Immerhin erzeugt das rund 10 Kilogramm schwere würfelförmige Aggregat eine Lautstärke von bis zu 150 Dezibel in einem Meter Entfernung. Bedenkt man, dass ein startender Düsenjet zwischen 100 und 110 Dezibel erzeugt, wird klar: Man bewegt sich hier im Bereich einer Waffe, die auch körperliche Schäden verursachen kann. Lehmann betont allerdings, die wichtigste Aufgabe des Aggregats sei das Übermitteln von Sprachnachrichten

Nicht den Helden spielen

Mit 150 Dezibel gegen Seeräuber: Schiffsausrüster LehmannBild: DW

Die Firma Leon-Training wiederum setzt da an, wo alle Prävention aufhört. Wenn nämlich trotz Infrarot-Ortungssystem, Stacheldraht, Wasser- oder Schallkanonen Piraten an Bord gelangt sind. Das Angebot der Berliner Firma: Verhaltenstraining bei Geiselnahme durch Piraten. Seit rund einem Jahr bietet Leontraining diese Trainings an, durchgeführt von ehemaligen Angehörigen deutscher Spezialkräfte aus Polizei und Militär.

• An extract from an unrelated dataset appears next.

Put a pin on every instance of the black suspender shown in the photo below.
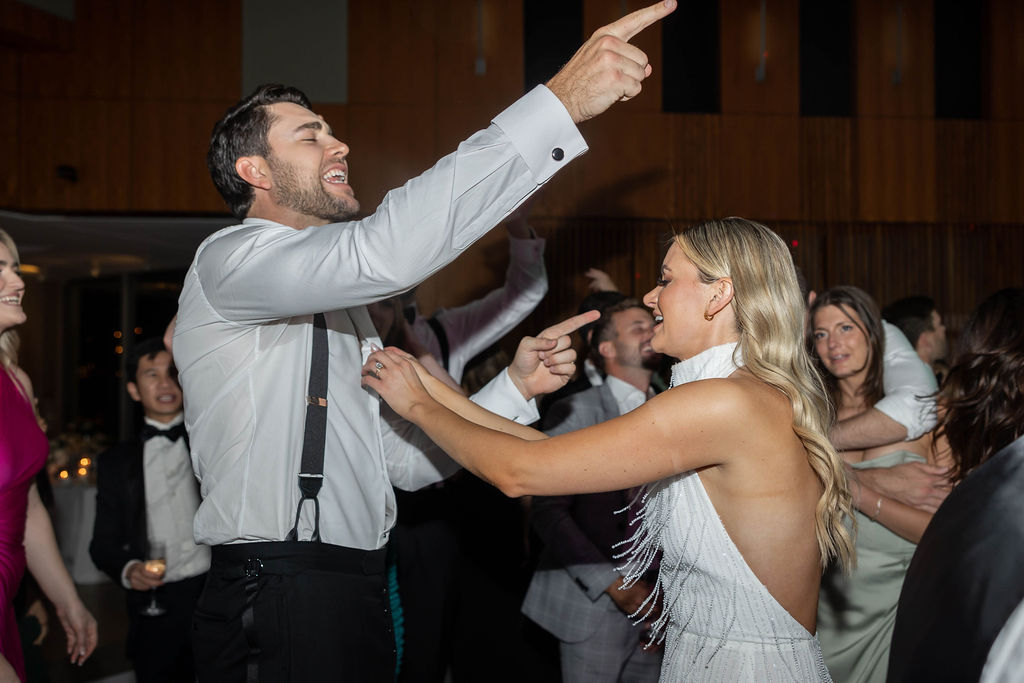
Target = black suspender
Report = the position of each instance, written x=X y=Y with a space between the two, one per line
x=311 y=469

Wenn Geschäftsführer Jascha Wozniak von den Erfordernissen in diesen Extremsituationen spricht, kommen immer wieder die gleichen Vokabeln vor:: Handlungskompetent bleiben und Panik vermeiden. Der Rat des durchtrainiert wirkenden Mittvierzigers: Wenn Piraten an Bord sind, nicht den Helden spielen. Damit könne nicht nur sich selbst schaden, sondern auch den anderen Seeleuten.

Am Ende aber, da sind sich die Experten einig, lässt sich das Problem der Piraterie vor Somalia nur an Land lösen.